Так, в наступившем молчании, на высоте одиннадцать тысяч метров один несся к дяде и сладким дыням, другой вез домой распластанную грудь, а третий – смутные и непонятно какие надежды.
Утром, в половине шестого, самолет пошел на посадку. Командир корабля так решительно бросил его вниз, что у Почивалова заскрипели барабанные перепонки. И, уже оказавшись на земле, он неоднократно мотал головой, чтобы вытряхнуть из ушей застрявшее в них давление.
– Желаю здоровья, – сказал Андрей Васильевич Николаю, когда, надевая куртки, они готовились к выходу.
– Не боись, зарастет как на собаке, – обещал тот.
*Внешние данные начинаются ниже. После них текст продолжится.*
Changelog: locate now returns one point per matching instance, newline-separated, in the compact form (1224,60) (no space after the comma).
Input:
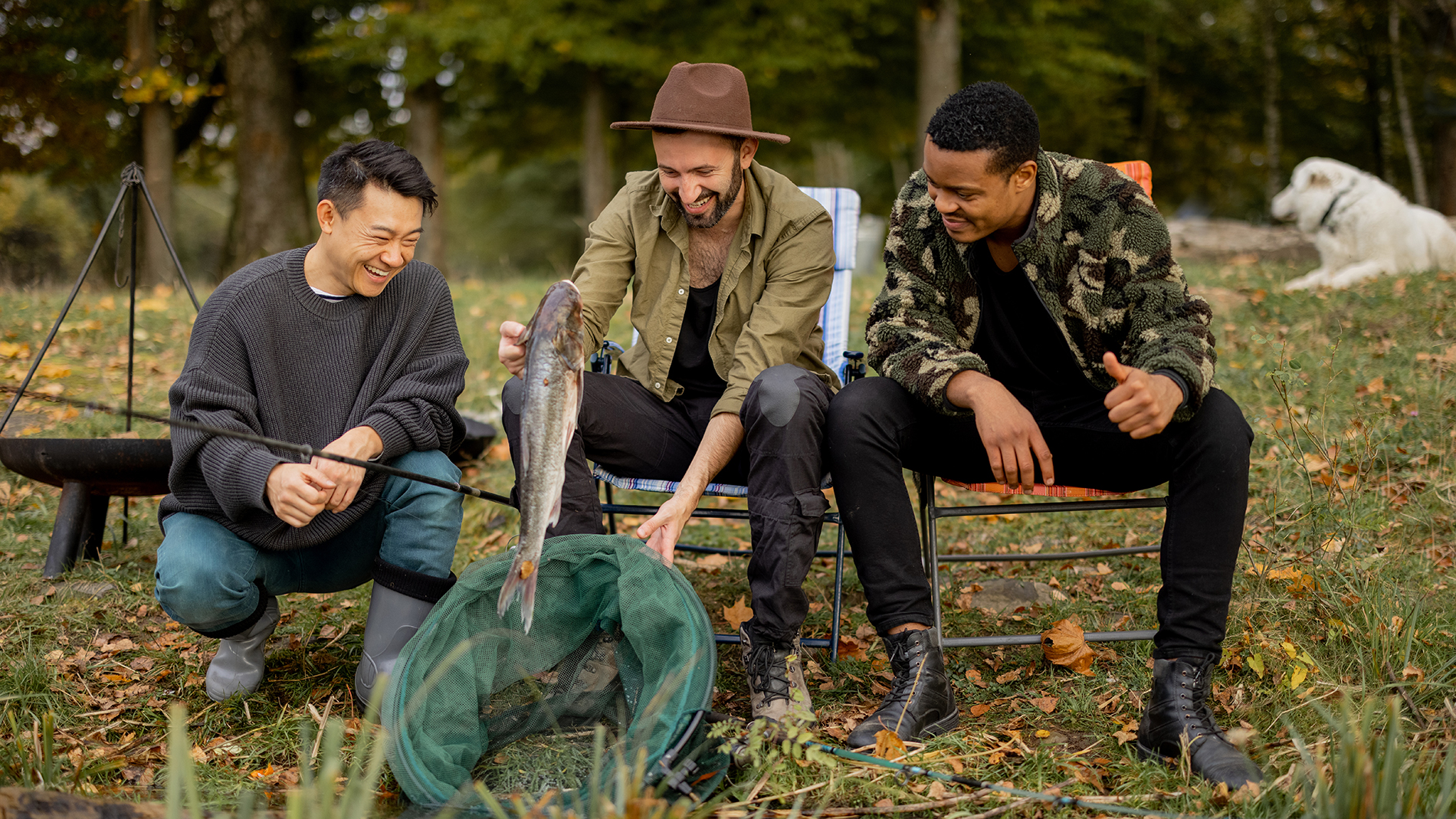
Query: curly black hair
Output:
(988,116)
(373,162)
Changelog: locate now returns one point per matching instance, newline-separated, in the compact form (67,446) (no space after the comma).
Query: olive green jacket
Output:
(776,278)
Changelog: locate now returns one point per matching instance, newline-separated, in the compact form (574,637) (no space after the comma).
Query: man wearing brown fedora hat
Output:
(728,265)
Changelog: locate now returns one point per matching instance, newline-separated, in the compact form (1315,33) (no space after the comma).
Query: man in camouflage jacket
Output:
(1033,309)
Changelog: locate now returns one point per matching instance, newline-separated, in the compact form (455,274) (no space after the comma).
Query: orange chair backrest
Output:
(1137,171)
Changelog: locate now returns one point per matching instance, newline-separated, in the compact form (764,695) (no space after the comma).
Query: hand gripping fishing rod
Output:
(273,444)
– За дыней приходи, – напомнил дядин племянник.
3. Прибытие
Цифры на местном электронном табло показывали десять с минутами, и Андрей Васильевич перевел часы.
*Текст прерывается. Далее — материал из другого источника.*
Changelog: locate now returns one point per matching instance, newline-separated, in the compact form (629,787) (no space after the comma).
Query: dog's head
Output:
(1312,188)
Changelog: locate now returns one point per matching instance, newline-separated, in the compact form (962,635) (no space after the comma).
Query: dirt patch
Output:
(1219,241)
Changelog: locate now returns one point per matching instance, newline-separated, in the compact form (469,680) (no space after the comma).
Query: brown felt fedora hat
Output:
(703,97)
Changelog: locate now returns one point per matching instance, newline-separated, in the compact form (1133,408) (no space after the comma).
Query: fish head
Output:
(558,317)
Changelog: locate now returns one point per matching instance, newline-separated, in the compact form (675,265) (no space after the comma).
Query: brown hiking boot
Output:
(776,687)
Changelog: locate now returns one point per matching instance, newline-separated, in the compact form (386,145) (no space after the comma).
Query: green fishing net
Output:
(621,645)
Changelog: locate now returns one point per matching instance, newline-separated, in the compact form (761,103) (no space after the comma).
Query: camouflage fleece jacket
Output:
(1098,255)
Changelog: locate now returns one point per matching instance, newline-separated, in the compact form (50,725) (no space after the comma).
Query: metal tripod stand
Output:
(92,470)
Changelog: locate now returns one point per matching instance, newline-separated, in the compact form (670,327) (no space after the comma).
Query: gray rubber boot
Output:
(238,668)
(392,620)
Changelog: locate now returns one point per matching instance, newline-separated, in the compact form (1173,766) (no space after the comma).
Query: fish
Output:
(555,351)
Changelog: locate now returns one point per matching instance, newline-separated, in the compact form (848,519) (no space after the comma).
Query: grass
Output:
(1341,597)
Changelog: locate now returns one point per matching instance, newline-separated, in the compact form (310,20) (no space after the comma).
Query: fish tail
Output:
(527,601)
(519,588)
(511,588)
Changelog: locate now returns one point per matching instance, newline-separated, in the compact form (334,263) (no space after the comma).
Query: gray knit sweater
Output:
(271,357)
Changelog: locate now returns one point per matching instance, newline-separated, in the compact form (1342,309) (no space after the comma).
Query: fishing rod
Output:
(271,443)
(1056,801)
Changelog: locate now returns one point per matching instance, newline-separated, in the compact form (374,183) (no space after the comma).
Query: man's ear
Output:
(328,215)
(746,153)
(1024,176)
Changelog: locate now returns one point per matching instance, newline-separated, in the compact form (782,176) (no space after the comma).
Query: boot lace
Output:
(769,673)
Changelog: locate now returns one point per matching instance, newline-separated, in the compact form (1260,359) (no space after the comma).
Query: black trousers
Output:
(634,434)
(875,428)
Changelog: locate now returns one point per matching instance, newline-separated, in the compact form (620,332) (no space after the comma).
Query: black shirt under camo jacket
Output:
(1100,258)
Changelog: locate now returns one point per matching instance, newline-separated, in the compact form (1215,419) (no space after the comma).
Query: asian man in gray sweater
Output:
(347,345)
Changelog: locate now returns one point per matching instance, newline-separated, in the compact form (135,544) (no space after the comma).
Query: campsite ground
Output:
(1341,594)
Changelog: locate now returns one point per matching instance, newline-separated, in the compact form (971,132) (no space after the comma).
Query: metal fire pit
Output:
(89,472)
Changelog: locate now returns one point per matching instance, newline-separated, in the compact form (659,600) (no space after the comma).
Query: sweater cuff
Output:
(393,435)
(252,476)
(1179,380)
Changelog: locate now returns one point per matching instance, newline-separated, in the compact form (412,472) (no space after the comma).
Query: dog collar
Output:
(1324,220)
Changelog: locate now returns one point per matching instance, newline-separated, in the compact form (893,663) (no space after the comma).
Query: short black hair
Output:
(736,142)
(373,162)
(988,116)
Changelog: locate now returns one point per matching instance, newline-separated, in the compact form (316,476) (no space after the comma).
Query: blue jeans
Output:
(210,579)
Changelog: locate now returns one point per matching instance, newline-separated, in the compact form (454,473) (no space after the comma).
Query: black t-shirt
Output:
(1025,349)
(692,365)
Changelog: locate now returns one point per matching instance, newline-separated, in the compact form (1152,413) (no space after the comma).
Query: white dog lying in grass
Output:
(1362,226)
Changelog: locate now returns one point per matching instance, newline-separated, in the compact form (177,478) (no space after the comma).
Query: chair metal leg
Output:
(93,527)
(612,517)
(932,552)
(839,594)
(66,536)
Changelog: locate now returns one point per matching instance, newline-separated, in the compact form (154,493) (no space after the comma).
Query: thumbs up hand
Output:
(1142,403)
Хотя в родном Асинске уже вовсю разворачивалась весна, приморская столица встретила таким теплом, какого в Сибири еще не было. Новый, с иголочки аэропорт впечатлил. Никаких автобусов к самолету, как было в Новосибирске, никаких трапов. Подкатили к зданию аэровокзала – и сразу из салона пожалуйте внутрь. Сумку Почивалов в багаж не сдавал, потому и ждать не пришлось. Не выходя на улицу, с любопытством вертя головой, проследовал до касс электрички (всё – под одной крышей). Тут, однако, не повезло: ближайшая электричка должна была отойти в город только в двенадцать.
Охранник, скучавший у стойки, дал совет:
– Езжай автобусом, это быстрей и дешевле. Пока электричка сюда придет, ты уже по городу гулять будешь.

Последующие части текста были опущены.